Die „israelische Karte“ wird heute wieder von Machthabern wie Assad in Syrien und Ahmadinedschad in Iran gespielt, deren anti-israelische Verbalattacken die Arbeiterklasse von der Unterdrückung und den sozialen Spannungen im eigenen Land ablenken sollen. So versuchte Ahmadinedschad mit der Atomfrage den Nationalismus hochzutreiben. Das Haus der Arbeiter, die von den Machthabern im Iran kontrollierte Gewerkschaft, rief am 1. Mai die Parole „Atomkraft ist ein unveräußerliches Recht“ aus. Viele ArbeiterInnen ließen sich davon jedoch nicht beeindrucken und trugen auf den Demonstrationen Transparente mit Slogans wie „Streikrecht ist ein unveräußerliches Recht“ oder „Mindestlohn ist ein unveräußerliches Recht“. Auch die Hisbollah lenkt mit ihrem Vorgehen gegen Israel, dem sie alles andere unterordnet, von sozialen Fragen wie Löhnen, Wohnungen, Arbeit und Bildung ab. Sie sabotierte die aufkommenden Massenbewegungen im Libanon gegen den Sozialabbau der libanesischen Regierung, wie zum Beispiel einen Massenboykott gegen die Erhöhung der Strompreise im Südlibanon.
Boomerang – israelische Militäraktionen im Libanon
In den Libanon war Israel bereits 1978 und 1982 einmarschiert, um Basen der PLO zu zerstören. Diese so genannte „Invasion für Frieden“ erfreute sich jedoch nicht lange der anfänglich breiten Unterstützung in der israelischen Bevölkerung. Auf das brutale Massaker an bis zu 3.000 palästinensischen Flüchtlingen in Sabra und Schatila 1982, unter Mittäterschaft der israelischen Armee und deren General Ariel Scharon, reagierten nicht nur die ArbeiterInnen in den arabischen Ländern mit Protestdemonstrationen und Streiks, auch in Tel Aviv gingen bis zu einer halben Million Menschen auf die Straße. Innerhalb der israelischen Streitkräfte entwickelte sich zum ersten Mal eine Opposition. Im Jahr 2000 musste die israelische Armee schließlich den Kämpfern der Hisbollah weichen und den Libanon aus Mangel an öffentlicher Unterstützung und einsatzwilligen SoldatInnen verlassen.
Israel geschwächt
Auch im jüngsten Krieg hat sich die israelische Elite schwer verkalkuliert. Sicherlich war der israelische Ministerpräsident Olmert bestrebt, nach der Entführung der beiden Soldaten im Libanon das Prestige der Armee wieder herzustellen und Stärke zu demonstrieren. Allerdings war die Entführung im Grunde nur ein Vorwand, zuvor hatten Israel und Hisbollah schließlich solche Konflikte mit einem Gefangenenaustausch geregelt. Die Tatsache, dass über Nacht eine gigantische Kriegsmaschinerie mobilisiert werden konnte, lässt darauf schließen, dass die Kriegsvorbereitungen bereits vor der Entführung der beiden israelischen Soldaten stattgefunden haben. Das Weiße Haus, das diesen Krieg unterstützte, hatte ebenfalls ein Interesse an der Schwächung der Hisbollah. Eine Entwaffnung der von Iran unterstützen Hisbollah hätte Ahmadinedschads Position im Konflikt mit dem Westen geschwächt. Letzten Endes erreichte Israel kein einziges Kriegsziel. Die Hisbollah konnte ihre Basis unter der libanesischen Bevölkerung – und zwar nicht nur unter den knapp 50 Prozent SchiitInnen – massiv ausbauen. In der arabischen Welt werden nun die Hisbollah und deren Chef Nasrallah als Helden gefeiert.

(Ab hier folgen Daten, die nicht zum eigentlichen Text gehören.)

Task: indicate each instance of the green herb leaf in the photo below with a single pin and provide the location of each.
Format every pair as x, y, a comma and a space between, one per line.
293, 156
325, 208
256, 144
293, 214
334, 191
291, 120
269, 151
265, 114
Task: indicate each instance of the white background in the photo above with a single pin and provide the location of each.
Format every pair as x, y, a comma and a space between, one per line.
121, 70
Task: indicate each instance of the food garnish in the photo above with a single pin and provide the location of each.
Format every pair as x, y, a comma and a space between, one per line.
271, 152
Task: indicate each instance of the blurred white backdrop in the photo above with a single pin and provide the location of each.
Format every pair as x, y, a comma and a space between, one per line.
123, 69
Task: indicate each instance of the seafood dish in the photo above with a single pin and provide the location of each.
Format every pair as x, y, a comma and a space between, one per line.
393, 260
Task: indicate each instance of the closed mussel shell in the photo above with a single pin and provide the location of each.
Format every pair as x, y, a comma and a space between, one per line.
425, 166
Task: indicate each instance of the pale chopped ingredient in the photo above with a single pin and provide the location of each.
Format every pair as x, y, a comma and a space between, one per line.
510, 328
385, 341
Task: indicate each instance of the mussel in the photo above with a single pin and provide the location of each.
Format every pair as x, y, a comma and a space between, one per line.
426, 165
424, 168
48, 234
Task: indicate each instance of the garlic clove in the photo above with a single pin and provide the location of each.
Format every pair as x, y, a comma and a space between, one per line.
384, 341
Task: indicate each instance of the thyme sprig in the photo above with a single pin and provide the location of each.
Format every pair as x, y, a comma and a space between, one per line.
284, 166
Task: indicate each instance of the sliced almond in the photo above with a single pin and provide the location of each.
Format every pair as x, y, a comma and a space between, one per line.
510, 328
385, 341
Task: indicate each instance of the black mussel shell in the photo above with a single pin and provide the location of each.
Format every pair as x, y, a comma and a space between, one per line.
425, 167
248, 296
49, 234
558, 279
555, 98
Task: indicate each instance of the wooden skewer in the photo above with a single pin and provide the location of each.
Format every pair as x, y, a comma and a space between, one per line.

Die israelische Regierung hatte vor dem Krieg nur 35 Prozent Unterstützung in der Bevölkerung. Während des Krieges bekamen Olmert und Co. Rückenwind. Kriegsverlauf und Ergebnis haben nun jedoch für viel Unmut gesorgt. Große Teile der Bevölkerung waren dafür, den Krieg fortzusetzen. Ein Gefühl, das in nächster Zeit aber stärker werden wird, ist, dass die etablierten Politiker und Parteien keine Sicherheit garantieren können. In Folge dessen wird die aufgestaute Unzufriedenheit gegen die reiche und korrupte Elite ihren Ausdruck finden.
Besetzte Palästinensergebiete
Auch im Gaza-Streifen punktet die Hamas politisch durch die israelischen Bombenangriffe auf die Zivilbevölkerung. Nach Israels Abzug ist Gaza heute weiterhin ein großes Gefängnis für die dort lebenden PalästinenserInnen, umzingelt von Stützpunkten der israelischen Armee. Der Sieg der Hamas bei den Wahlen der Palästinensischen Autonomiebehörde im Dezember 2005 war ein schwerer Schlag für die Herrschenden in Israel und in den USA, da mit der Hamas keine so reibungslose Kollaboration wie mit der Fatah (dem Arafat-Flügel der PLO) möglich ist. Es ist ihnen nicht gelungen, beide Kräfte in eine Große Koalition zu ziehen und die Hamas in die Rolle einer Marionette – vergleichbar mit der PLO – zu zwingen. Die Hamas hat sich in den besetzten Palästinensergebieten, ähnlich wie die Hisbollah im Libanon, in der Bevölkerung verankern können. Während die korrupte PLO-Führung damit beschäftigt war, sich an Hilfsgeldern zu bereichern, ging der Lebensstandard für die Masse der PalästinenserInnen in den letzten Jahren weiter zurück. Die Hamas hingegen finanzierte Sozialprogramme und präsentierte sich als Fundamentalopposition gegen die Scheinlösungen, die mit der israelischen Regierung und dem Westen ausgehandelt worden waren.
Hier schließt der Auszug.